Насколько я знаю, телефон работает в обе стороны.
– Я понимаю ваши чувства, Ром, у моей матери есть заботы и кроме нашей будущей свадьбы. Здесь нет ничего личного. – У нее, знаете ли, своя жизнь во Флориде. Она не сидит целый день, считая, сколько раз я ее обидела. – Она просто не в курсе. У нас в семье не такие строгие правила, как у вас. – Не все в мире крутится вокруг тебя, ты, паршивое, эгоистичное, неврастеничное недоразумение. – Поверьте, Ром, если она и обидела вас, то исключительно по неведению. – Оставь своего сына в покое.
Ему двадцать шесть лет. Ну-ка, повторяйте за мной, леди: «Оставь! Его!

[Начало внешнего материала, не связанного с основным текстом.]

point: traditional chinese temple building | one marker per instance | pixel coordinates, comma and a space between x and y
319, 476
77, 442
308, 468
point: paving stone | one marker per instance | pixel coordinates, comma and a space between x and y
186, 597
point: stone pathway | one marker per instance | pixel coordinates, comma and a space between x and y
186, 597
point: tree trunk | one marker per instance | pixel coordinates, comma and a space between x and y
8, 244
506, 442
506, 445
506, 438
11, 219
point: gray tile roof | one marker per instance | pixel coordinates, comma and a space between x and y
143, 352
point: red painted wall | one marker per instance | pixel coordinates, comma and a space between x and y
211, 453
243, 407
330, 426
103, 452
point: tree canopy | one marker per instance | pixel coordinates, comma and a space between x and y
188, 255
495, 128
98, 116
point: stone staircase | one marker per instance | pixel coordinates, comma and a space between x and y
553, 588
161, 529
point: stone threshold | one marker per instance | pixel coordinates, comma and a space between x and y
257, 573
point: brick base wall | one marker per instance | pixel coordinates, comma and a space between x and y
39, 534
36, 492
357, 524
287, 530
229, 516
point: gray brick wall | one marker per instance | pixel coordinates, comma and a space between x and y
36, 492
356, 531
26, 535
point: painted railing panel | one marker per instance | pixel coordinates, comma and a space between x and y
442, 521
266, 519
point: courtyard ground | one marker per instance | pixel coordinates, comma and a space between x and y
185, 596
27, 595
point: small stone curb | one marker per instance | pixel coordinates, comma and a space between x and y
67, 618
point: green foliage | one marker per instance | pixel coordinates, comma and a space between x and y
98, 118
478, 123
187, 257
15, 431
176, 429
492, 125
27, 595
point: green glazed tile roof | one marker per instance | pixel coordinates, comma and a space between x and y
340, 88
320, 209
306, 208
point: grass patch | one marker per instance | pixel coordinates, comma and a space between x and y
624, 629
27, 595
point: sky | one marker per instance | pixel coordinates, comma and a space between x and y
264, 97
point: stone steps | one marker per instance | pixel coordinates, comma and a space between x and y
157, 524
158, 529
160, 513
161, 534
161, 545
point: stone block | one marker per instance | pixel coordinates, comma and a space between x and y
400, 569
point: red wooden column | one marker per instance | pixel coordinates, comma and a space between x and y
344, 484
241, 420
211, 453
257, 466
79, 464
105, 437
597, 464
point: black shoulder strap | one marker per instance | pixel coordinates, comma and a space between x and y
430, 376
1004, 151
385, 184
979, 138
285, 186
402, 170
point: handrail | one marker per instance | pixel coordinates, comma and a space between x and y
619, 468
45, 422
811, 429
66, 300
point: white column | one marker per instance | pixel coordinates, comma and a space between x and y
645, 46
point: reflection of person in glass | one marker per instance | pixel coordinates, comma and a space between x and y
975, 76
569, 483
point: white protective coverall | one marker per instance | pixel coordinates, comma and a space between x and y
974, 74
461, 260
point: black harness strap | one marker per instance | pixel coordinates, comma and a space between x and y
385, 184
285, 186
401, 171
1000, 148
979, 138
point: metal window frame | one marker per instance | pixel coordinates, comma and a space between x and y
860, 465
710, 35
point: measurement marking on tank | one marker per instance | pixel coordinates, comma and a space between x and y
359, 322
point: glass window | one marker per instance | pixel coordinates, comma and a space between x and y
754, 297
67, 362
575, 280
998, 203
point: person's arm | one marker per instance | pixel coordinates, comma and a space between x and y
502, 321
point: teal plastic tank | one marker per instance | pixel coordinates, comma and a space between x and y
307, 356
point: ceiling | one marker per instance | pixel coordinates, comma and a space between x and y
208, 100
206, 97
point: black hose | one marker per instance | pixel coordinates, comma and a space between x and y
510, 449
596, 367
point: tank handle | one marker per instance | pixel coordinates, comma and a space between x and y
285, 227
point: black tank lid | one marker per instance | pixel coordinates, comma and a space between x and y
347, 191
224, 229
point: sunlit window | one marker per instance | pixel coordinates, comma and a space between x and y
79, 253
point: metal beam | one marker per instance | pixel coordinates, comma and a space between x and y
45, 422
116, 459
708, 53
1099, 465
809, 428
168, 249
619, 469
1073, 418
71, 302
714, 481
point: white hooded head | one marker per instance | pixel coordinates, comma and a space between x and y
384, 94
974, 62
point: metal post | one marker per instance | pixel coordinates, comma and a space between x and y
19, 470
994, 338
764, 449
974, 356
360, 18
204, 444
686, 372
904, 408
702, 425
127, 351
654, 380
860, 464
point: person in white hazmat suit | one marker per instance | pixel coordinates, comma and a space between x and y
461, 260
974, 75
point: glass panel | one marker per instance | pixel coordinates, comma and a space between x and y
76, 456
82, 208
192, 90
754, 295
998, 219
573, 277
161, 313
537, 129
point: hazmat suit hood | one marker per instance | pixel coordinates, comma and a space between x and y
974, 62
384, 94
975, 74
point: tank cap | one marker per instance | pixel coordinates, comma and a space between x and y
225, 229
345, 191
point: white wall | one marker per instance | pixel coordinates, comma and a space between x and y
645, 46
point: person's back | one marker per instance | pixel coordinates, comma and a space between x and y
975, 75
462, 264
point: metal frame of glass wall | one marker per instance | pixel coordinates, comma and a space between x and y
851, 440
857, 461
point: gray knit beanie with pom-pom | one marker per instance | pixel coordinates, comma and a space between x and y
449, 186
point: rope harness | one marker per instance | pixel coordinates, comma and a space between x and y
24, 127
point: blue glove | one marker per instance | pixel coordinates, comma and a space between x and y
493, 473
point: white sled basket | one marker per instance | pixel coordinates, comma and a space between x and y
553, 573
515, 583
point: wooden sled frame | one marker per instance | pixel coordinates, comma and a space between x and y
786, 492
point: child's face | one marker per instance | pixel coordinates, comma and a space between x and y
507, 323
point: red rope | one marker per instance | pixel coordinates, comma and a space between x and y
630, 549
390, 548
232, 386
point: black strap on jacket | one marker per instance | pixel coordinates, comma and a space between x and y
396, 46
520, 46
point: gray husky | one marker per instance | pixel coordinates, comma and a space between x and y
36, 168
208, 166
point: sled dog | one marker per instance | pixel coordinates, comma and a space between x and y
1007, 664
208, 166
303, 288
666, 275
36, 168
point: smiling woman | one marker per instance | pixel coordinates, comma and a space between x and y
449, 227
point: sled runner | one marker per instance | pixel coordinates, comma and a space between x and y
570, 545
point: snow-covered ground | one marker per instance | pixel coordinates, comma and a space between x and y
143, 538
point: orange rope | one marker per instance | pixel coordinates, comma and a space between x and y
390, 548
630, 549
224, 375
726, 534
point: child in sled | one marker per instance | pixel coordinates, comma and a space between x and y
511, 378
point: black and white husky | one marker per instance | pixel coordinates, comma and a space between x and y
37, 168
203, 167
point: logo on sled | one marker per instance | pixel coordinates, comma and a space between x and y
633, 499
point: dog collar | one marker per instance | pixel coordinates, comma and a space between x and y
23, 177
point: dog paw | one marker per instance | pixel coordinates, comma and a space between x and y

В покое!»
А позже, когда моя мама и в самом деле позвонила Ром и спросила, кого она хотела бы пригласить на невестин прием, Ром ей сказала, что Гэйб и его сестра Кейт уже почти все распланировали.
– Он будет в нашем загородном клубе, знаете ли.
Моя мать пуэрториканка, и Ром боялась, что на приеме будет пунш в большой чаше, транспаранты и знамена, а то и фигуры из цветов. Мама уверила ее в том, что тоже подписывается на «Жизнь в стиле Марты Стюарт» и что планируется стильный ленч с чаем и сандвичами в доме моей тети, и тогда Ром сказала, что с ее стороны будет только пятеро гостей, «потому что вряд ли Гэйб и Стефани позволят нам пригласить так уж много гостей, ну, когда они наконец выберут дату». О да, бедняжка Ром, все ее обижают.
Я проговорила с ней два часа, пока не поняла, что мы движемся по кругу.
– Слушайте, я не затем вам позвонила, чтобы спорить. Я просто хочу изменить ситуацию. Если у вас ко мне какие-то вопросы или вы услышите обо мне что-то неприятное, скажите об этом мне, а не Гэйбу.
От Гэйба не было никакого толка, когда требовалось кого-нибудь успокоить. Он мог бы сказать Ром, что его любовь ко мне не повлияет на его любовь к ней. А еще ему следовало установить границы: «Хочешь ты этого или нет, мама, но Стефани станет частью нашей семьи». Вместо этого он всячески избегал этой темы, изображая мима, а страшнее мимов, по-моему, только клоуны. Что они умеют? Жонглировать, преодолевать воображаемые препятствия, всегда выглядеть грустными и молчать. Вот вам и моя свадьба: Ром всем верховодит, а я вдруг оказалась «другой женщиной».
Сказав: «Хорошо», Ром повесила трубку. Когда люди так говорят, они редко имеют в виду именно это. Ну да, хорошо. Мне наплевать. А потом вина подкрадывается подобно налогам. Она не хотела верить, что в создавшейся ситуации виновата не только я, но и Гэйб. Я знала, что единственный способ улучшить внутрисемейные отношения – дать Ром почувствовать, что она не теряет сына, а скорее приобретает дочь. Может, если она будет больше вовлечена в нашу жизнь, то не будет так тревожиться.